2014年9月30日星期二

Methods for sentiment classification

      Nowadays, e-shopping is no longer a strange concept to most people. Through the Internet, what we need to do is just to click the mouse to choose the commodity we want, saving our time and energy greatly. When we make our decisions, apart from our personal factors, other people’s comments may also influence our choice.
     Not only in e-shopping, but also in many other areas, the comments associated with the entity play a more and more important role in our daily life. Thus, making a statistics would be meaningful to divide these comments into three classes including positive, neutral and negative ones.
    There are many methods to realize this function, while one of them is dictionary-based. In this method, each word will be given a score depending on the distance from three polarities which is recorded in the dictionary set up in advance. Even though it maybe easy to deal with a single word, however also has its own limitations. One is that can not operate words not included in the dictionary, so great deal of time is required to build and update the dictionary.
    There is another method called supervised learning which can work more efficiently if we have some documents which we have known their sentiment class already. Using these documents, we can train a classifier to simplify our latter work. When a new word coming, it would get a score in the classifier and be dropped into corresponding class according to the thresholds. In this way, new words can be classified and the classifier will be updated at the same time. Meantime, the problem of this method is its low ability to resist error. When the meaning of a word fuzzy, it is much easier for classifier to give it a score near to the threshold which would probably lead to a wrong classification. This would introduce error to the system and the error accumulation would happen during updating, making classifier work worse and worse as time goes by.
figure1 classify a new word
figure2 error happens
figure3 error accumulation

    Therefore,we should choose different methods due to corresponding situation to control the workload and efficiency.   

2014年9月29日星期一

Some thoughts about Natural Language Processing

     With the widely use of electronic products in our daily life, how to improve the quality of communication between people and electronic products becomes more and more important.

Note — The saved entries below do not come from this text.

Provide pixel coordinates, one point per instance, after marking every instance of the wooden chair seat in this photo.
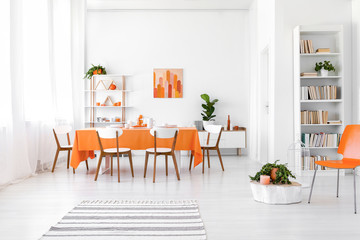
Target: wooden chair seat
(159, 150)
(113, 150)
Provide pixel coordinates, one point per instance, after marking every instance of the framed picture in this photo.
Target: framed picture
(168, 83)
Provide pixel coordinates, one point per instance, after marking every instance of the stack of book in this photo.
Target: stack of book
(321, 139)
(313, 74)
(314, 117)
(318, 92)
(323, 50)
(308, 163)
(306, 46)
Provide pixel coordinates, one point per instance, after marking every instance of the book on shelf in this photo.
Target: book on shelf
(334, 122)
(314, 117)
(319, 92)
(323, 50)
(306, 46)
(308, 163)
(312, 74)
(325, 140)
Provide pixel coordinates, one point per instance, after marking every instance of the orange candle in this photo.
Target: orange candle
(265, 179)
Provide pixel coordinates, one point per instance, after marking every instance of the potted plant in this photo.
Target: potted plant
(279, 173)
(95, 70)
(324, 68)
(208, 110)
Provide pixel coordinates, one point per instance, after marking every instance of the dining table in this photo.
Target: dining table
(86, 142)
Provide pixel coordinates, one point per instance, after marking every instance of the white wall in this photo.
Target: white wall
(288, 15)
(211, 46)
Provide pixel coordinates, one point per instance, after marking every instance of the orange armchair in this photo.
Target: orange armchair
(350, 149)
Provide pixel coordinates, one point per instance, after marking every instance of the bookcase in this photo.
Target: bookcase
(321, 37)
(97, 93)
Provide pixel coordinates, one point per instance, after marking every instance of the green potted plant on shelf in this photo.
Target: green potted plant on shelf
(324, 68)
(95, 70)
(279, 173)
(208, 110)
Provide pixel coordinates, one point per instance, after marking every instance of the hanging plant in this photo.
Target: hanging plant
(95, 70)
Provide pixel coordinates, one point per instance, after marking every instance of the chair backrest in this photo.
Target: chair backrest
(109, 132)
(349, 145)
(214, 129)
(163, 132)
(63, 129)
(60, 130)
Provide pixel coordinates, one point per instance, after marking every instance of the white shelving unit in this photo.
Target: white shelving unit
(94, 95)
(322, 37)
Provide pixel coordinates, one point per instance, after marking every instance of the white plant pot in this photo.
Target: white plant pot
(324, 73)
(206, 123)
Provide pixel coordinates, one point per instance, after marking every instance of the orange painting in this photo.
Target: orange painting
(168, 83)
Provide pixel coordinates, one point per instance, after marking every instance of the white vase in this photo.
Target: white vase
(324, 73)
(206, 123)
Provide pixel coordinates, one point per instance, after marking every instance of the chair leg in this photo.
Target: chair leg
(55, 159)
(203, 159)
(207, 151)
(176, 167)
(98, 167)
(146, 161)
(131, 166)
(154, 168)
(222, 165)
(191, 157)
(354, 190)
(111, 166)
(312, 184)
(118, 162)
(68, 162)
(166, 165)
(337, 190)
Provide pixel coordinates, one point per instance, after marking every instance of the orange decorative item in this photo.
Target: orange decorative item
(349, 149)
(273, 173)
(112, 87)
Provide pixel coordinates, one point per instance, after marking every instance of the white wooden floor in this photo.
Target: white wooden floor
(29, 208)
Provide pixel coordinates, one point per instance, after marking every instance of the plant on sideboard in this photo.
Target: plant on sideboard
(279, 173)
(95, 70)
(208, 108)
(324, 68)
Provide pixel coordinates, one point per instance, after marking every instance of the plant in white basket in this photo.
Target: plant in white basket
(209, 109)
(324, 68)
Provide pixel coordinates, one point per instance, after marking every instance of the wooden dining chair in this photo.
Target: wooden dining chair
(210, 129)
(162, 133)
(111, 133)
(62, 130)
(349, 148)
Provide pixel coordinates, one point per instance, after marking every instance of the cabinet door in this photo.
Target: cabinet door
(234, 139)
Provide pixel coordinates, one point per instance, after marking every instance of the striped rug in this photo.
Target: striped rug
(127, 219)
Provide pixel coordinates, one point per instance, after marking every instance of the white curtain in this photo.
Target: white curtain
(37, 84)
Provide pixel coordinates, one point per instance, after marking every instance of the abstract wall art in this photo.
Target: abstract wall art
(168, 83)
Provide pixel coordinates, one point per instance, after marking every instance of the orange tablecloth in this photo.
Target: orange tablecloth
(86, 142)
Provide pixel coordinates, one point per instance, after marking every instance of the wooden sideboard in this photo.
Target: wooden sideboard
(229, 139)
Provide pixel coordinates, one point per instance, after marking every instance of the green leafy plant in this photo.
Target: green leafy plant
(282, 174)
(209, 108)
(324, 65)
(95, 70)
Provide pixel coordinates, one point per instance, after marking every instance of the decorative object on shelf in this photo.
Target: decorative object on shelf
(282, 173)
(207, 114)
(168, 83)
(264, 180)
(95, 70)
(324, 68)
(228, 127)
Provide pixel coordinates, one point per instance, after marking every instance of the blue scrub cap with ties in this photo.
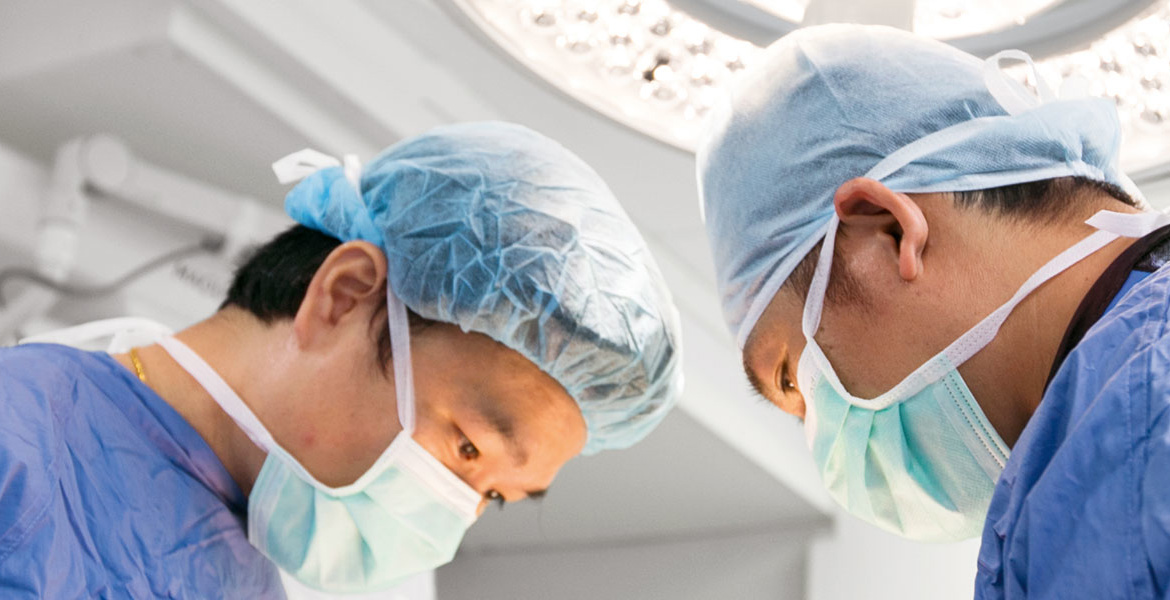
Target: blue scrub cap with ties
(826, 104)
(503, 232)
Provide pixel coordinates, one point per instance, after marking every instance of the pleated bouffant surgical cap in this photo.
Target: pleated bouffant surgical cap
(831, 103)
(503, 232)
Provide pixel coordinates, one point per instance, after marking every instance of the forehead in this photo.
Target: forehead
(777, 331)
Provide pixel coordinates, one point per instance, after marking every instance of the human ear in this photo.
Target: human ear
(868, 204)
(350, 278)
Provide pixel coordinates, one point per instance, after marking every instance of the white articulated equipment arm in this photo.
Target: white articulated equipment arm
(102, 166)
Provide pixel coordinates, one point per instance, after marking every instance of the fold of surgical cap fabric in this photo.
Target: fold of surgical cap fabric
(501, 230)
(826, 104)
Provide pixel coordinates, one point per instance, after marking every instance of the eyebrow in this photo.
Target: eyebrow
(506, 427)
(756, 384)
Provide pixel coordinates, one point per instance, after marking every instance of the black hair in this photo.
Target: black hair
(273, 280)
(1047, 201)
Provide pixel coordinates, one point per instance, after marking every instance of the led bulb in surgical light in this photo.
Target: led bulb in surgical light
(659, 69)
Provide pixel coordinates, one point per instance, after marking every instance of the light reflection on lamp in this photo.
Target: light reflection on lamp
(660, 70)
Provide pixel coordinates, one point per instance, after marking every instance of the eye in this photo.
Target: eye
(785, 381)
(468, 450)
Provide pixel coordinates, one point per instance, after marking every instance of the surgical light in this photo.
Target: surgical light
(659, 69)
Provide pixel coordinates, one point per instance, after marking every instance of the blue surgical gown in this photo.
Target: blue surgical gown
(105, 491)
(1082, 508)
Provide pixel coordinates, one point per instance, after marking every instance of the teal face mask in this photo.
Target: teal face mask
(921, 460)
(405, 515)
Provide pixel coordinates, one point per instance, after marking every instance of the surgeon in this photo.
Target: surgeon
(447, 326)
(947, 276)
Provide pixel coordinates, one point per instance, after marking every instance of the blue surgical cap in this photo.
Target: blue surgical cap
(503, 232)
(831, 103)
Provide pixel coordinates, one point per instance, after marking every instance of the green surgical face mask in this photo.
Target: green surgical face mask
(405, 515)
(921, 460)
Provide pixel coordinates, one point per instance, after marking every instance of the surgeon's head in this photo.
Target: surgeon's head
(539, 325)
(871, 197)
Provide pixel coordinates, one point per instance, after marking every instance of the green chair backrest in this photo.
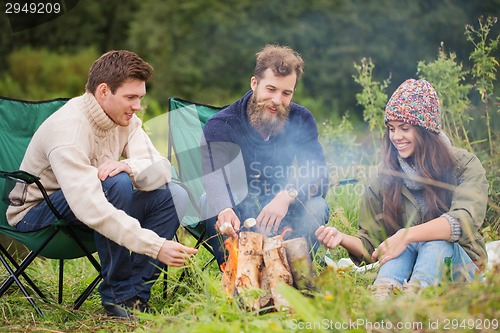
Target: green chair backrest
(18, 122)
(186, 121)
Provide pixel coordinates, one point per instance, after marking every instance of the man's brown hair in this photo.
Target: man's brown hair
(115, 67)
(282, 60)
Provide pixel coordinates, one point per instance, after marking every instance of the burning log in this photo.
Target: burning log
(262, 263)
(277, 269)
(249, 267)
(300, 262)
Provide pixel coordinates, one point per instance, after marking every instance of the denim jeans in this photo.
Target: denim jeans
(303, 219)
(125, 274)
(424, 263)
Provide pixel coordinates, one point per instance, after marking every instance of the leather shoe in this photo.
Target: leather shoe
(124, 309)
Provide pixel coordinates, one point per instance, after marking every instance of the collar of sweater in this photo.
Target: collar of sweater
(100, 121)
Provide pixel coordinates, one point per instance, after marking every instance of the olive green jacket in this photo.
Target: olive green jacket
(468, 206)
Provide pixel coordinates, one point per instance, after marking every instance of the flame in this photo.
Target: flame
(229, 267)
(287, 229)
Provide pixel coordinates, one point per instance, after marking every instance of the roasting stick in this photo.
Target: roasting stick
(251, 222)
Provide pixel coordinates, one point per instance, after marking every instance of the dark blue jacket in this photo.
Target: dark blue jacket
(240, 162)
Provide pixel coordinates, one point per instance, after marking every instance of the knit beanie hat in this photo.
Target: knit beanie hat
(415, 102)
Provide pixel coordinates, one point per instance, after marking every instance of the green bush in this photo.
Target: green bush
(40, 74)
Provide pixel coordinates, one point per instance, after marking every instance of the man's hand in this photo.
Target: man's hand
(111, 168)
(175, 254)
(329, 236)
(227, 223)
(270, 216)
(392, 247)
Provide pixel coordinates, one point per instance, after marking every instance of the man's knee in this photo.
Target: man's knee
(119, 185)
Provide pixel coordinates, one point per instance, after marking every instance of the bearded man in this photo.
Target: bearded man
(282, 178)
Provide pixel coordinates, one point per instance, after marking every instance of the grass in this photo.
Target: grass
(341, 301)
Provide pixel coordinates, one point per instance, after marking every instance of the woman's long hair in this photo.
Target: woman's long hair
(433, 163)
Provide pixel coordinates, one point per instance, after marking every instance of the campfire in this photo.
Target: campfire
(257, 265)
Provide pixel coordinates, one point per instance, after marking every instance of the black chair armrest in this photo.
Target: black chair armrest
(27, 178)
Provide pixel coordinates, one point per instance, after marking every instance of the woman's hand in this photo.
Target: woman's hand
(392, 247)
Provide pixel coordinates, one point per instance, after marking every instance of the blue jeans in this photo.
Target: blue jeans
(125, 274)
(303, 219)
(424, 263)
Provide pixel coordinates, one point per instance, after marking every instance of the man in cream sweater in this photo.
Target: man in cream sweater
(102, 172)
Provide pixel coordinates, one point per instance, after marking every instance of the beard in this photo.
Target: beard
(265, 122)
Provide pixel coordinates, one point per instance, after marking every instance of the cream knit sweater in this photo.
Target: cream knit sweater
(65, 153)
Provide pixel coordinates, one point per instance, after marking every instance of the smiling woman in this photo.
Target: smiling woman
(426, 206)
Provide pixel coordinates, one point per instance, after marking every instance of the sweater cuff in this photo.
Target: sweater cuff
(456, 229)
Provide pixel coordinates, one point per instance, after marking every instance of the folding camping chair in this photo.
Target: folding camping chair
(185, 128)
(60, 240)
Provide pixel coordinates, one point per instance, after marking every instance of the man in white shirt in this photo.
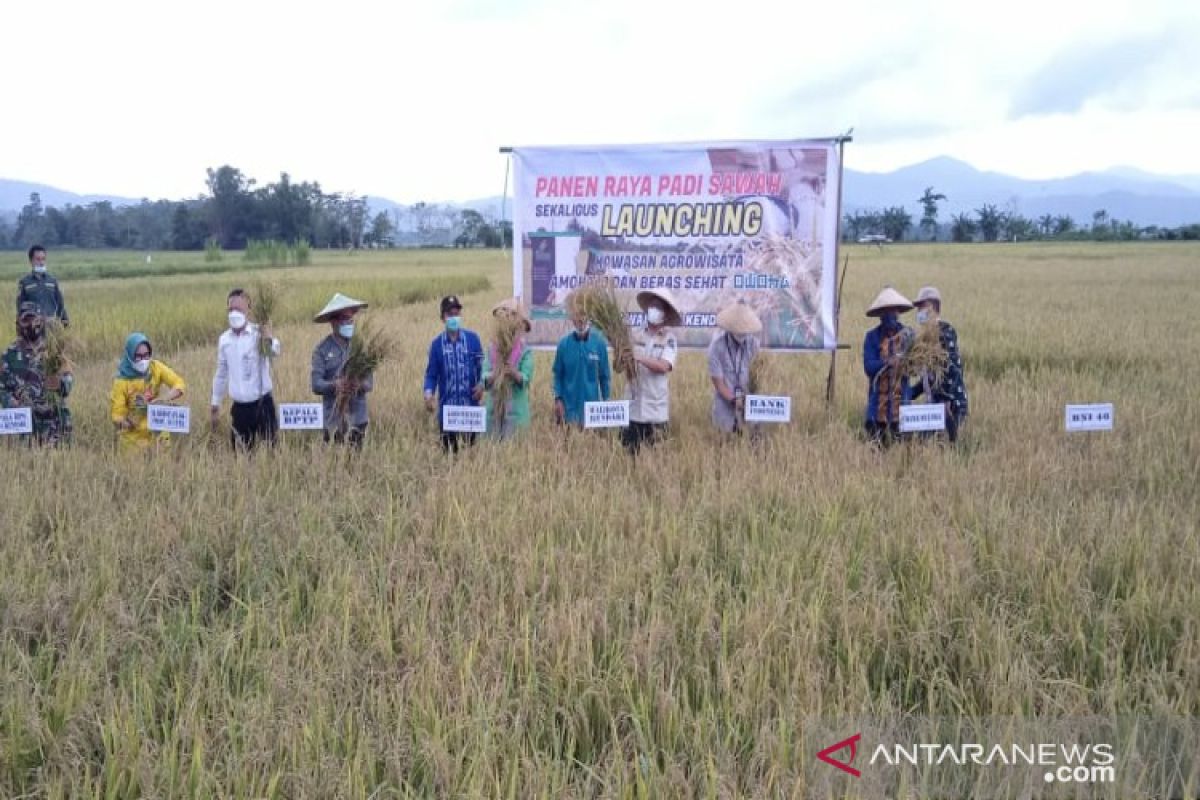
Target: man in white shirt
(654, 352)
(244, 372)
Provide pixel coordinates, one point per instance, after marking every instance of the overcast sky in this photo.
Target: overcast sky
(411, 101)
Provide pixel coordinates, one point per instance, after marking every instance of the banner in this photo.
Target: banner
(711, 222)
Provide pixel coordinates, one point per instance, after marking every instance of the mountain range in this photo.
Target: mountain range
(1123, 192)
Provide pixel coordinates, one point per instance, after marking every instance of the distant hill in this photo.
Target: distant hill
(1125, 192)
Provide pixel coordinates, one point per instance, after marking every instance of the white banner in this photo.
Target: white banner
(168, 419)
(463, 419)
(918, 419)
(1092, 416)
(301, 416)
(766, 408)
(606, 414)
(713, 222)
(16, 420)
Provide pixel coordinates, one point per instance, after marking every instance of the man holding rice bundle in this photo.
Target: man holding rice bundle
(654, 356)
(454, 373)
(946, 388)
(883, 349)
(343, 395)
(730, 356)
(508, 371)
(581, 367)
(33, 377)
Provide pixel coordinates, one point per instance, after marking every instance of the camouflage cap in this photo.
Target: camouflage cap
(29, 308)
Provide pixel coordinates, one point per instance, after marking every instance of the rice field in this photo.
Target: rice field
(547, 618)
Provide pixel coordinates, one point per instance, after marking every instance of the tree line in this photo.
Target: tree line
(991, 223)
(235, 211)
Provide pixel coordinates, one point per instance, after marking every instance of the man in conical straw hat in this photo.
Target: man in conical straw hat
(513, 364)
(329, 378)
(654, 355)
(882, 353)
(729, 364)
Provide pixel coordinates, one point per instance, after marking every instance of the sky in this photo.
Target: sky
(412, 101)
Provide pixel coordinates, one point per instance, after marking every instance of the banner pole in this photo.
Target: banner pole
(831, 385)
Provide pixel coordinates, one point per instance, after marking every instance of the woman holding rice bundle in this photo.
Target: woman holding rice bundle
(508, 371)
(139, 379)
(883, 350)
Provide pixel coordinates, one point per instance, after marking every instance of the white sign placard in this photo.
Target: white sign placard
(168, 419)
(1095, 416)
(917, 419)
(768, 408)
(301, 416)
(16, 420)
(463, 419)
(607, 414)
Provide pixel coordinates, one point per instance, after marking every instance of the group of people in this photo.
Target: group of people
(460, 371)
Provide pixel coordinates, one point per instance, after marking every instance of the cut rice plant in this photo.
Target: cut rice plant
(925, 359)
(507, 330)
(265, 304)
(599, 302)
(369, 349)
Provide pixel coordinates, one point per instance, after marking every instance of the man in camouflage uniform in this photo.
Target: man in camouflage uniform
(24, 383)
(42, 288)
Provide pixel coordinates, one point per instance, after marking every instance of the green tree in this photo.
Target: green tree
(929, 200)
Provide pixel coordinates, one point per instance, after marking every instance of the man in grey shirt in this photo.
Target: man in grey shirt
(329, 378)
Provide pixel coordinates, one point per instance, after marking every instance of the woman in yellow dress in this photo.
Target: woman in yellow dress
(138, 382)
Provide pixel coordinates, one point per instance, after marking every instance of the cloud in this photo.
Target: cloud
(1096, 72)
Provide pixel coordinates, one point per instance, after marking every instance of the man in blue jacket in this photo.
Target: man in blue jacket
(581, 370)
(454, 372)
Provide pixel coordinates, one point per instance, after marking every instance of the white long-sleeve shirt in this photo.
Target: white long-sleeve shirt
(241, 371)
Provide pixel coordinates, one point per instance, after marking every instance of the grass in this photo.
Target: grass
(547, 618)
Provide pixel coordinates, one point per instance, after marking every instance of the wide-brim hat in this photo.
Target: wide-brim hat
(739, 319)
(928, 294)
(888, 300)
(514, 306)
(340, 302)
(673, 317)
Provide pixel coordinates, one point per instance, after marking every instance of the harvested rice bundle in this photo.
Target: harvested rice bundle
(508, 328)
(925, 359)
(369, 349)
(267, 299)
(598, 301)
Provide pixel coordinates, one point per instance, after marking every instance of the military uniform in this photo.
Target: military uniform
(43, 289)
(23, 385)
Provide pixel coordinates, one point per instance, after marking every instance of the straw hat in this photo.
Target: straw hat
(673, 318)
(888, 300)
(340, 302)
(928, 293)
(514, 306)
(739, 319)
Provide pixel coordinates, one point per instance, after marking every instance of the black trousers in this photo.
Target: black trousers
(642, 433)
(253, 422)
(450, 440)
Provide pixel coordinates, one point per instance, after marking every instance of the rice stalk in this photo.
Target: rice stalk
(369, 349)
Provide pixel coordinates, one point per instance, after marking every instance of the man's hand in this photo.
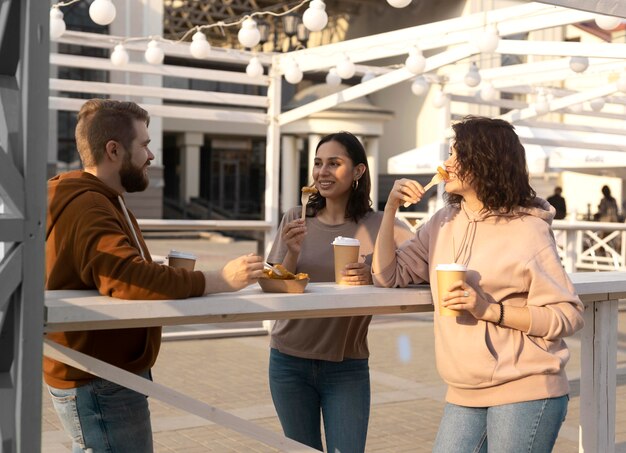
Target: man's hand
(235, 275)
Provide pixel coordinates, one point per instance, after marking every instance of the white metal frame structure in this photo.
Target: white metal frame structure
(23, 128)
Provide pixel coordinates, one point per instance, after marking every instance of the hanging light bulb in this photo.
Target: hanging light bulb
(293, 74)
(440, 99)
(399, 3)
(420, 86)
(415, 62)
(487, 42)
(542, 106)
(621, 82)
(119, 56)
(597, 104)
(200, 47)
(154, 54)
(345, 68)
(102, 12)
(315, 17)
(472, 78)
(579, 64)
(369, 75)
(607, 22)
(254, 68)
(249, 35)
(576, 108)
(488, 93)
(332, 78)
(57, 24)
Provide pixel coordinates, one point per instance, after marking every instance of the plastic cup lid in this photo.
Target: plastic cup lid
(451, 267)
(340, 240)
(184, 255)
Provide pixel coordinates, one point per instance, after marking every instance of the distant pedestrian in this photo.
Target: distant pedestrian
(558, 202)
(607, 209)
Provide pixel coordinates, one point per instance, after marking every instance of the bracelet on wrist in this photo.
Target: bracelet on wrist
(501, 318)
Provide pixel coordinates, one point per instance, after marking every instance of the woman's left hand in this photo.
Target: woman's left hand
(357, 274)
(462, 296)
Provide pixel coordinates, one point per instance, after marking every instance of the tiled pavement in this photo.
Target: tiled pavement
(407, 393)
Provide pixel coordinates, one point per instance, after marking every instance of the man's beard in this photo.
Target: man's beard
(133, 179)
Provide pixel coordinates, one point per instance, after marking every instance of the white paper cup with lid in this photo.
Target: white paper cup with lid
(346, 251)
(447, 274)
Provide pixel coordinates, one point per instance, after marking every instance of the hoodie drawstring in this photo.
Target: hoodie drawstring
(130, 224)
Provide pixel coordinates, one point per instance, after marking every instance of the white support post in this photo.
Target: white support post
(372, 148)
(289, 173)
(272, 154)
(313, 141)
(190, 144)
(598, 357)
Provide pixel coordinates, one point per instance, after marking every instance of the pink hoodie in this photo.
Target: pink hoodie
(512, 258)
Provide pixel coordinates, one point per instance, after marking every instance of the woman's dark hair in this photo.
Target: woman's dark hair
(491, 158)
(359, 202)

Under this situation, the concept of Natural Language Processing comes into people's sight. There are two parts of NLP. One is Natural Language Generation System, aiming to convert computer data into natural language. The other one is natural language understanding system, which can transform natural language to a easier mode for computer to understand.
     Even though when we communicate with the computer in limited words, NLP performs well. However when this system is put into the environment with more uncertainty and ambiguity, what we get disappoints us. The reasons leading to the decline mainly include the difficulty to define the boundary between words, vocabulary polysemy, syntax blur and non-standard input. Here is an example. When we say "hehe", it maybe means a politely refusal, or it can also show a disdain to what we heard. In addition, the implied mean behind the sentences also brings some confusedness. If I say "would you please bring me the salt?", what I really mean is hoping you to bring the salt to me, not a simply "Yes".
     Depending on the problems existing in NLP nowadays, we need to do some targeted improvements. Firstly, taking more processing on real text instead of traditional analysis based on grammar. Secondly, updating the glossary in time. Finally, focus on both shallow and deep layer of understanding when analyzing. If we can find a suitable method to implement such measures, NLP would probably perform much better in near future.